Fig 1. Simulated whisking against a teddy bear

Motivation

In a 2017 NeurIPS paper Toward Goal-Driven Neural Network Models for the Rodent Whisker-Trigeminal System, several deep neural networks of distinct architectures that input whisker array information such as bending and twisting are trained for shape detection.The best top-5 accuracy is 44.8%, while chance is 0.85%. We aim to improve this result on two fronts.

  • The current sensory data are obtained from passive sweeping the whisker array against objects, as illustrated in Fig 1. Incorporating active whisking based on past sensory signals reflects how rats behave in the real world and can improve the efficiency and accuracy of shape detection. This work is documented below in subproject I & II.
  • We find the whisker model presented in the paper not biologically realistic. We show that data acquired at a higher sampling frequency with a better whisker model can achieve robust object shape classification using just SVM, disputing the need for deep neural networks. This work is documented in subproject III.

Subproject I - Shape Classification with an Abstracted Whisker Model

Problem Statement

The goal is to learn an optimal controller for the active placement of a tactile sensor to achieve efficient sequential shape estimation. To reduce computational complexity, I consider a classification task of 2D shapes and replace the whisker array with a distance-measuring laser array. The simplification of the tactile sensor model is motivated by the evidence that rats can infer the distance between contact points and their corresponding whisker base from whisker signals. Therefore we simply tactile signals to Euclidean distance as the input for classification.

Fig 2. An abstracted whisker array of radially outward positioned lasers

Method

We use a Deep Q-Network (Mnih, et al) to learn the active placement of a sparse sensor, characterized by only 19 distance measurements. We initialize a perception network that can predict the correct classification given salient observations distinct to each object. We test on a CNN and a RNN and find CNN provides better training signals than RNN to DQN. We posit that the vanilla RNN struggles to internally synthesize an accurate state representation recurrently. We test the importance of learning a good representation in subproject II. A detailed illustration of the algorithm is listed in Fig 3.

Fig 3. Customized DQN algorithm, where DQN represents the policy learner, RNN the perception network, and Bullet the simulation engine

Results & Contribution

Initially, we make reward 10 if the perception network can output a correct prediction and -1 otherwise to account for time and energy cost. This naive approach fails due to:

  • the reward is too sparse and consequently the agent learns to stay put as most attempts beget a negative reward
  • without an explicit structure, the perception network fails to learn implicitly a good representation of the state.

We test the second hypothesis in subproject II and the first hypothesis here by shaping the reward to include a entropy term that characterizes the information richness of an observation.

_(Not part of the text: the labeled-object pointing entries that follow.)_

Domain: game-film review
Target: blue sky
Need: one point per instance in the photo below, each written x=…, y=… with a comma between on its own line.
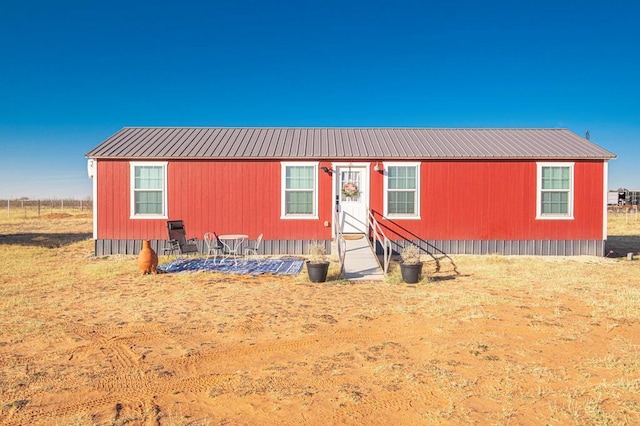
x=72, y=73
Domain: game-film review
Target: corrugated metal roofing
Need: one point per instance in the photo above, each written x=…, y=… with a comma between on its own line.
x=348, y=143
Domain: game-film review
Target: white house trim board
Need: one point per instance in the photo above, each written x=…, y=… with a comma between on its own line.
x=605, y=210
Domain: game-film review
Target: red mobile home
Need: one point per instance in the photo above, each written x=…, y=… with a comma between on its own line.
x=510, y=191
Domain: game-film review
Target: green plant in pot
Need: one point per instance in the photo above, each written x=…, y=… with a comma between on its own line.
x=317, y=265
x=411, y=265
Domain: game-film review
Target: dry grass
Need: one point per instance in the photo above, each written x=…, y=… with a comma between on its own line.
x=510, y=340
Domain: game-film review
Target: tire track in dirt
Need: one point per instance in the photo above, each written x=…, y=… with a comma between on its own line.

This change smooths out the reward terrain and focuses the exploration on high-curvature regions such as edges. Consequently, the DQN learns a strategy to move towards edges and corners to collect observations, and on average the agent is able to predict shapes with a 90% confidence within 10 steps, compared to a 15-step average through random passive sampling.

Fig 4. Two trajectories of active sensor placement. Red dots indicate contact points on shape and distance measurements are returned while black dots indicate "off shape" and infinity is returned. Since the 19 distance sensors are radially outward positioned, dots converge as the sensor moves closer to an object.

Detailed description can be found in this project report.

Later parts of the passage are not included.